The premise is that five gay guys, all experts in respective fields stereotypically associated with gayness, show up at some straight guy's house and give him some tips on how to present himself. We saw two episodes of this show (each an hour in length) and the straight guys all had long nasty hair and lived in either appallingly cluttered or completely barren houses.
QEFTSG has the form of a home improvement show, but it's so much more than that too. Unlike most home improvement shows, it's extremely funny and has elements. It shows influences from reality teevee, but these are handled in an ironic, mocking way that respects the intelligence of the viewer. The editing is so frantic that at times you don't have time to savor something hilarious or touching.

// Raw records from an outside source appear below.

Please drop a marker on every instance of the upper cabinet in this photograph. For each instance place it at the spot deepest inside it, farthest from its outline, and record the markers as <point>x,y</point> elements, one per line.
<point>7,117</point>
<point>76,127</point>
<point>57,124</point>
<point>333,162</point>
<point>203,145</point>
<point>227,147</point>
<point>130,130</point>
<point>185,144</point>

That last aspect was unexpected. After all the humor, all the in-joke references to Bring It On, and all the catty behind-the-straight-guy's-back observations, we were delighted by the sincere gratitude expressed by the straight guys to their new gay friends, who had come and enlightened them on their ill-conceived clothes, grooming, and social habits. Interestingly, much of the wisdom being imparted was the sort of thing a father is supposed to teach his son: how to shave, how to tie a tie, and how to prepare asparagus. The curse of being a straight man it to never fully accept your adulthood and never transcend the directly pragmatic. For a straight man, no home is ever permanent enough to be decorated. In this show, these things were matter-of-factly presented as handicaps to be overcome. The message to straight men was: benefit from the gay people in your community. They have wisdom and sense to impart.
The show does wonders for furthering the acceptance of gays among skeptical demographics. There are whole swaths of troglodytic Americans who can't get past the buttfucking when it comes to thinking about the lives of gay people. But I have enough confidence in this show (and the persuasive effects of television) to think that anyone who watches it will come away thinking that perhaps gay men and their Barbara Streisand collections and zebra-print upholstery somehow provide a valuable service to the world. Maybe being gay isn't all about buttfucking, playground proselytizing, and circle jerking.
So, yes, it's a great show, on so many levels.
Oddly, though, the advertising that runs during Queer Eye for the Straight Guy seems to be extremely poorly targeted. It mostly amounts to low-production basic cable commercials such as the dreary Ditech.com series ("I lost another loan to Ditech!"). In a show of this caliber directed (at least initially) to a coastal world-weary audience, one would expect the sort of expensive ads one sees during the Simpsons. I got the feeling that they are still finding their way with this show. Can it really be that I know a lot more about how they should be targeting their ads than their ad guy does? Why does he have a job and I don't?